Portraits by John Abbott

It's a rare, heartbreaking disease. Niemann-Pick Type C — which is often called "childhood Alzheimer's" because its adolescent victims deteriorate mentally as well as physically — lacks a cure or even a treatment. Patients most severely affected by the rare, hereditary, neurodegenerative disorder generally don't live beyond age 20. "We're also starting to realize that it's usually misdiagnosed," notes Dr. Frederick Maxfield '77, chair of the Department of Biochemistry and the Vladimir Horowitz and Wanda Toscanini Horowitz Distinguished Professor in Neuroscience. "In the United States and Western Europe, it takes an average of five years from the first doctor visit to a correct diagnosis."

It's a paradox that many researchers are all too familiar with — a form of scientific limbo known as the "valley of death." "The attitude was, 'This is interesting academic science, but you'll never be able to take it to the next level,'" Dr. Maxfield recalls. "So for three years it just sat there. It was frustrating, because I did think it had potential."In 2009, Dr. Maxfield — who has been investigating the disease for more than a decade — developed some theories about how to enhance an existing experimental therapy for Niemann-Pick, which strikes just one in 150,000 people. Tests in his lab showed promise, but when Dr. Maxfield sought funding for further exploration, he was told that his ideas were too preliminary to attract much interest from pharmaceutical companies or granting agencies. Without the money to cover the next stages of analysis, he couldn't move the project forward.

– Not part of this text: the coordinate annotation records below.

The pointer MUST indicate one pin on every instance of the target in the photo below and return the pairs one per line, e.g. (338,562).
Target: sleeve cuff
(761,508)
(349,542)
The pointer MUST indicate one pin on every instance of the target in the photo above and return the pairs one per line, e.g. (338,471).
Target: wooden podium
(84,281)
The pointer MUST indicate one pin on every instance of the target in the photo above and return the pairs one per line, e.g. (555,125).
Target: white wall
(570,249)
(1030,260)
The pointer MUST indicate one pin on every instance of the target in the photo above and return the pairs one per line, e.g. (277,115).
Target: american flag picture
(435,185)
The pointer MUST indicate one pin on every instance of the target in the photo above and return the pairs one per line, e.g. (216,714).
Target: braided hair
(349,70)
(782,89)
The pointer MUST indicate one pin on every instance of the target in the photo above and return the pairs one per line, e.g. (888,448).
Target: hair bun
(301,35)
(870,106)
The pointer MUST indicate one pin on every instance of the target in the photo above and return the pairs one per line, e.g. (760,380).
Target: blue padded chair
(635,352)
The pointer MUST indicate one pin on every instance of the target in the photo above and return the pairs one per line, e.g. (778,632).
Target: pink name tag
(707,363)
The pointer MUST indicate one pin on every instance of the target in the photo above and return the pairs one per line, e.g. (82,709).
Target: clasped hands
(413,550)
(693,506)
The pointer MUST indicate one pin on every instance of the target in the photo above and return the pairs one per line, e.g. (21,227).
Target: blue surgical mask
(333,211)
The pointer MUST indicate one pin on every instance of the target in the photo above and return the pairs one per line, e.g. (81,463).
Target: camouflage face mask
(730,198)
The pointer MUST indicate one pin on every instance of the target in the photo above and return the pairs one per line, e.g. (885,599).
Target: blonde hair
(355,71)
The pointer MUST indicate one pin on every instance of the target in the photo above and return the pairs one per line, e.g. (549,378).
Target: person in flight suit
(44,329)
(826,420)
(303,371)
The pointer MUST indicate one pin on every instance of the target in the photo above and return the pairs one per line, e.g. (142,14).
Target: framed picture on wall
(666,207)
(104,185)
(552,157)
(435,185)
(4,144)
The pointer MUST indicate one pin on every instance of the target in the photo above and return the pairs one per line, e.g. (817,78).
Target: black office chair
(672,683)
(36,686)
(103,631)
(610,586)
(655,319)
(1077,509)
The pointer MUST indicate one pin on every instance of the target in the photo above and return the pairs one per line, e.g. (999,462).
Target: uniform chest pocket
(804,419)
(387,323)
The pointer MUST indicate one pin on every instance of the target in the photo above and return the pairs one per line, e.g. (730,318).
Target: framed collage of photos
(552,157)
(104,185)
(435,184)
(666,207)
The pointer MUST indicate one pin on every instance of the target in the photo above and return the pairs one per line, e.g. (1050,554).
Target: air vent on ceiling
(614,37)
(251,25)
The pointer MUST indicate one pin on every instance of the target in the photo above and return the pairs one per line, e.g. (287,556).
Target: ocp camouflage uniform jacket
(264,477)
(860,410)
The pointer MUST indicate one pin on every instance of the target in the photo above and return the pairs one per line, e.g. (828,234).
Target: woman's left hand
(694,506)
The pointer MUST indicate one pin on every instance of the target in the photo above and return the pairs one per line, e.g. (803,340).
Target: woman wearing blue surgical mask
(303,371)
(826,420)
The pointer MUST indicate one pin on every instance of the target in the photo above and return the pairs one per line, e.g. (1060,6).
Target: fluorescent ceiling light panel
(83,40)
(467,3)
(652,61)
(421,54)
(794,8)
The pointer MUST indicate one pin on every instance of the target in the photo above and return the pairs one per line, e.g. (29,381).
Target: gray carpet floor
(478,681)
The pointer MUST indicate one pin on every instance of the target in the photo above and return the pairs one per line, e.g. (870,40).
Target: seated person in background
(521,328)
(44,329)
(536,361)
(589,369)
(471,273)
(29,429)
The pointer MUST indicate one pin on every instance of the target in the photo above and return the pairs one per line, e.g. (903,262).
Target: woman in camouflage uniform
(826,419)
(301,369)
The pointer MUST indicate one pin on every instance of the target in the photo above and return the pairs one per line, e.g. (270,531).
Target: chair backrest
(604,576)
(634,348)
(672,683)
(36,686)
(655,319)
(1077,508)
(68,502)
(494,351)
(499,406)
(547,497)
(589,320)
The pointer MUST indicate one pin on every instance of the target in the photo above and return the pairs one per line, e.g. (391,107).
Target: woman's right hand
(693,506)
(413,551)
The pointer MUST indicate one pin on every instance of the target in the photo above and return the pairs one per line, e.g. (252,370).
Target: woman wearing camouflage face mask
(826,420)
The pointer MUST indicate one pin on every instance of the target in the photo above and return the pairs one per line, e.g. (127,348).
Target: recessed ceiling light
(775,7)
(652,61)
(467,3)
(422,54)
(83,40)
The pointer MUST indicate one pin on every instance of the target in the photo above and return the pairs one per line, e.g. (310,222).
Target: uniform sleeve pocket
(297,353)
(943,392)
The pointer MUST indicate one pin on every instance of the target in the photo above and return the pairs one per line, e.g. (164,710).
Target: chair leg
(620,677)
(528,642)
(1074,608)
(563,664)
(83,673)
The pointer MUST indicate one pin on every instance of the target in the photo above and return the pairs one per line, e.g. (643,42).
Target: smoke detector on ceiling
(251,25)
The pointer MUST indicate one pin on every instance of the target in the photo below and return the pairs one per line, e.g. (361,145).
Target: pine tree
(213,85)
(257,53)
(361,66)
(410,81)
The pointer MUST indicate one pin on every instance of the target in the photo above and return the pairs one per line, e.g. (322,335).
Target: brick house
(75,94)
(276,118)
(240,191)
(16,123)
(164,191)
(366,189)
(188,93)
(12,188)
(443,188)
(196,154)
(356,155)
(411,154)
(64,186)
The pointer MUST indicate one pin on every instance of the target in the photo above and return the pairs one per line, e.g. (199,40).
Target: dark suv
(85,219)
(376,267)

Then, in fall 2013, Weill Cornell Medicine joined Memorial Sloan Kettering Cancer Center and The Rockefeller University to form the Tri-Institutional Therapeutics Discovery Institute (Tri-I TDI), a nonprofit devoted to fast-tracking early-stage drug development. Founded by two major gifts from Weill Cornell Medicine overseers — $15 million from Lewis and Ali Sanders and $5 million from Howard and Abby Milstein — Tri-I TDI is a kind of incubator whose goal is to transform fledgling discoveries into promising treatments for some of the world's deadliest diseases, bringing them to the proof-of-concept stage where drug companies might invest in them for further development. At the time of its founding, the institute announced that it had formed an alliance with an industry leader: Japan's largest pharmaceutical firm, Takeda Pharmaceutical Company Ltd.

Last year, Dr. Maxfield's project was one of seven the institute accepted — out of four dozen applicants from the three institutions — for additional financing and support. As with Niemann-Pick, "In some cases we were looking at significant unmet medical needs," Dr. Gregory Petsko, the Arthur J. Mahon Professor of Neuroscience at Weill Cornell Medicine and a member of the institute's scientific advisory board, says of the first round of projects. "That means if anything comes of this, it would really help people. That's really exciting." The institute's director, Dr. Michael Foley, an assistant professor of biochemistry — who has worked at Harvard, MIT, Bristol-Myers Squibb, and GlaxoSmithKline — is equally enthusiastic. "As far as I'm concerned," says Dr. Foley, "there's unlimited opportunity here." Traditionally, drug development has been a complex, costly and disjointed process, with a wide chasm separating academia and industry. For corporations, it's usually not practical to hire squads of researchers to work at the early stages of drug discovery. And most academic scientists aren't experts in medicinal chemistry, a specific skill set needed to bring a drug to the marketplace. "To approve one drug, it typically takes 13 and a half years and costs approximately $1.8 billion," Dr. Foley says, then adds: "That's billion, with a 'b.'"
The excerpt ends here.